Sunday, December 9, 2012

3 Important Forex Rules Designed To Keep You in the Game For The Long Haul


There is nothing in the Forex market that is certain. Though many people try to make you think they have the magic system that will start the money rolling in immediately, there actually is no such system. This is especially true for those who are trading the Forex market when they have no experience to fall back on.

However, once a person learns the Forex game his chances for success improve considerably. In this article, we will talk about three rules that, if observed, will help you get past the beginning stages of Forex trading and therefore, greatly increase your chances for success.

The three rules Forex trading beginners should observe are:

Don't trade too many different pairs at first - specialize in one or two Stay away from day trading techniques and instead design your trades for longer terms Get out of the losers quickly and let the winners run their course

Let's look into these rules to see why they're important.

Don't Trade Too Many Different Pairs At First - Specialize In One Or Two

A common mistake beginners make is to become enamored by all the many different Forex pairs that exist. There are over 50 different popular Forex currency pairs and when you are unsure of how to make smart trades, this variety only makes things more confusing. Many veteran traders suggest beginners should only trade the EUR/USD. This currency trade is the most popular. However, I believe the best thing about this pair for those who live in the United States is the fact it is bought and sold in American dollars. I believe this is a very solid reason for a beginner to specialize in this currency pair. I believe specializing in the GBP/USP is just as logical. Of course, if you lived in Canada you would be better off trading something that trades Canadian dollars. Such a trade would be the EUR/CAD.

Stay Away From Day trading Techniques And Instead Design Your Trades For Longer Terms

Day traders dedicate their whole day to sitting at their computer overseeing automated trades in their accounts. They are ready to move at any second and live a very hectic existence. Beginners tend to always be on here trigger alert to begin with. Therefore, it is wise for them to adapt a slower, less intense strategy. Such a strategy would be to trade in their chosen currency pair and once the trade is entered set a stop loss on the order.

Then they should let the trade go until either the stop loss takes effect or the trade starts making them money. If it does start to move in the favorable direction, they should move their stop loss closer to where the pair is currently trading. If this strategy sounds simple, that's because it is. However, a lot can be learned from making these types of trades when first starting out.

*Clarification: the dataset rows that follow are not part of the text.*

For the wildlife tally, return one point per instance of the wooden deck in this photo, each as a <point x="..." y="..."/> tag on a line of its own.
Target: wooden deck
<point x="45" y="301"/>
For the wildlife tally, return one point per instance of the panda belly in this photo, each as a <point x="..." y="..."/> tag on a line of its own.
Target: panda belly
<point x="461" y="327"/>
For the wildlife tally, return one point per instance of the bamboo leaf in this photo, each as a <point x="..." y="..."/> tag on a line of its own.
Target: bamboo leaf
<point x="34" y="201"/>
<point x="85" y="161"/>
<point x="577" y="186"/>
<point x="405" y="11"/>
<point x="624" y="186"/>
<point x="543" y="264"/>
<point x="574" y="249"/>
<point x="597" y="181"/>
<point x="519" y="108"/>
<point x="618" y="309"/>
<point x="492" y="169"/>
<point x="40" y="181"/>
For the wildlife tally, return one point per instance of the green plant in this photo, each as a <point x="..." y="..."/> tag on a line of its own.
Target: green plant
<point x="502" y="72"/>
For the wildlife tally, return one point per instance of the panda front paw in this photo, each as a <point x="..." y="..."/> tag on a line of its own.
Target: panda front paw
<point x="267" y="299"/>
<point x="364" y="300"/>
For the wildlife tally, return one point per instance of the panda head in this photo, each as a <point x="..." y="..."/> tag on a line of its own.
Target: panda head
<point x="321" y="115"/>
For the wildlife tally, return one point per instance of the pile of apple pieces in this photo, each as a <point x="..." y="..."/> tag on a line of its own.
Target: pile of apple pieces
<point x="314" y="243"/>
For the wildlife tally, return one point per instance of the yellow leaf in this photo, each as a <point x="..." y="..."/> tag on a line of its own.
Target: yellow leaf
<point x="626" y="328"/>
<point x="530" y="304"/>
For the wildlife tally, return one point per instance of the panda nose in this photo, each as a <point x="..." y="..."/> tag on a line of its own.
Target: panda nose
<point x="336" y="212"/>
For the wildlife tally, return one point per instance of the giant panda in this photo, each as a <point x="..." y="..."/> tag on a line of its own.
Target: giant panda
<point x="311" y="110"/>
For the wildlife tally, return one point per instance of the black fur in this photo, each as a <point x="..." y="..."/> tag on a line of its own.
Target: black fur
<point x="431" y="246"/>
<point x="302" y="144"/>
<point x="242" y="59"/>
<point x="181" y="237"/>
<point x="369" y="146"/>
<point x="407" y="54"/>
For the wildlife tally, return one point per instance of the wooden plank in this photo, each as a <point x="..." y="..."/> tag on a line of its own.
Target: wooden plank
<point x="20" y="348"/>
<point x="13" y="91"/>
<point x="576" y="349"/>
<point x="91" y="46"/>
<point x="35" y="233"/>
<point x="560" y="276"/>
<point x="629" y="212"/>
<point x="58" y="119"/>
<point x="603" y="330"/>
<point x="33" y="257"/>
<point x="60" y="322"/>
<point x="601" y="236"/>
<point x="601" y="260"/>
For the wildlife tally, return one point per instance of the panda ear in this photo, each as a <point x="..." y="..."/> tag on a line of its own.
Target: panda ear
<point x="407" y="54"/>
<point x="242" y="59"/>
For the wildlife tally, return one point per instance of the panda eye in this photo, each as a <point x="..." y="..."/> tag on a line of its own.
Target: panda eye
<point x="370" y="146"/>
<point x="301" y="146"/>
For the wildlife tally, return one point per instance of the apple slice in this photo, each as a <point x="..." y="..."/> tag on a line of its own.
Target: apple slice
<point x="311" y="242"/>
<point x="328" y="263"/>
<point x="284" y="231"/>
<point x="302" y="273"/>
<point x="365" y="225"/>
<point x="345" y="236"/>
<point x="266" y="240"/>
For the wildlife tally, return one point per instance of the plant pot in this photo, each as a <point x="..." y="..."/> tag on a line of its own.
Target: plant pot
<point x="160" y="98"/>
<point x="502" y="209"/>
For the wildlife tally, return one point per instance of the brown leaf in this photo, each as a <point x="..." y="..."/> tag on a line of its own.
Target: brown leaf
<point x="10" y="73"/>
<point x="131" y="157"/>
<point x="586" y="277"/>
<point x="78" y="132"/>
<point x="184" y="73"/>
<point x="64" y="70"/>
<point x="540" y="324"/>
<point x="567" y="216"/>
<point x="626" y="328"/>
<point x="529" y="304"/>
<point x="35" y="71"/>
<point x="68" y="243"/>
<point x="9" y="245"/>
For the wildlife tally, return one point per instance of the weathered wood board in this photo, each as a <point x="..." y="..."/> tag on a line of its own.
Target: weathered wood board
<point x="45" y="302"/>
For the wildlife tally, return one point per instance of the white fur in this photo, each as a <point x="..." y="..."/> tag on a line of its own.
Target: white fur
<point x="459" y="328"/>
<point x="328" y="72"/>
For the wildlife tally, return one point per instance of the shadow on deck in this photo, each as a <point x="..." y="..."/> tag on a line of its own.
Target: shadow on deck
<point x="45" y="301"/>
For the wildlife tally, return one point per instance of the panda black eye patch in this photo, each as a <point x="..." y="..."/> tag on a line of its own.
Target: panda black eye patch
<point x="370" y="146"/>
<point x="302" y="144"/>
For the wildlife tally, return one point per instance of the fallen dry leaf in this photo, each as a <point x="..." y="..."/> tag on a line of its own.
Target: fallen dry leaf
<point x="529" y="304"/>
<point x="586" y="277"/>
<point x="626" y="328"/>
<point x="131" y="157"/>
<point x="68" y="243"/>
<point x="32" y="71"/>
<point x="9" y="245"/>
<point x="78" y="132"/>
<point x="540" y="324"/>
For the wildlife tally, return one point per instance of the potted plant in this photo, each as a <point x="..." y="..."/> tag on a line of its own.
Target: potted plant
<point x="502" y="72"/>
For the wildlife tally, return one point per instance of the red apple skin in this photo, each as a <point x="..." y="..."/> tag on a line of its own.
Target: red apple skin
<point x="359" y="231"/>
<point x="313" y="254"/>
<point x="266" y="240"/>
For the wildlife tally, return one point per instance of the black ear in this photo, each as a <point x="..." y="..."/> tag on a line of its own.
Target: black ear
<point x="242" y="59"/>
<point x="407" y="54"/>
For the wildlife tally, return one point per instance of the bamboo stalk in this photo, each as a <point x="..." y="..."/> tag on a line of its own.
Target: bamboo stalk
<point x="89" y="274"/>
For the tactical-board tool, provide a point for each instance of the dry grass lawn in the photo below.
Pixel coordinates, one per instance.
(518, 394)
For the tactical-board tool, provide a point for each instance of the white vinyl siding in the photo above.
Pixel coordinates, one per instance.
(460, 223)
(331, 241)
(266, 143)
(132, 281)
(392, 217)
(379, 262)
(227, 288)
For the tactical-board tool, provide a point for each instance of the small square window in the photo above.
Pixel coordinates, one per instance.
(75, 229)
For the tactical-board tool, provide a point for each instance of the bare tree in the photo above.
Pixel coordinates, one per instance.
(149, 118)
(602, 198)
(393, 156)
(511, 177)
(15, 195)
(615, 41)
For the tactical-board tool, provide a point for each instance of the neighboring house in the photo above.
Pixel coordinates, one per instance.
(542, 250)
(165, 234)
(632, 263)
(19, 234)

Get Out Of The Losers Quickly And Let The Winners Run Their Course

If you follow the strategy outlined above, this rule will be easy to implement. However the importance of this rule cannot be overstated. In short, you should never live in hope that a trade moving against you will turn around. If a trade is going in the wrong direction, get out of it! Get back in again when you're comfortable about the direction it is going. However, if it turns on you again, get out of it quickly this time, too. If you are able to lose small amounts of money you only need to make 30 to 40% good trades to more than make up for the bad ones.

While these strategies are not full proof, they will tend to give you staying power. However, ignoring them leaves you vulnerable to losing all your money very quickly and no longer being able to play the Forex trading game.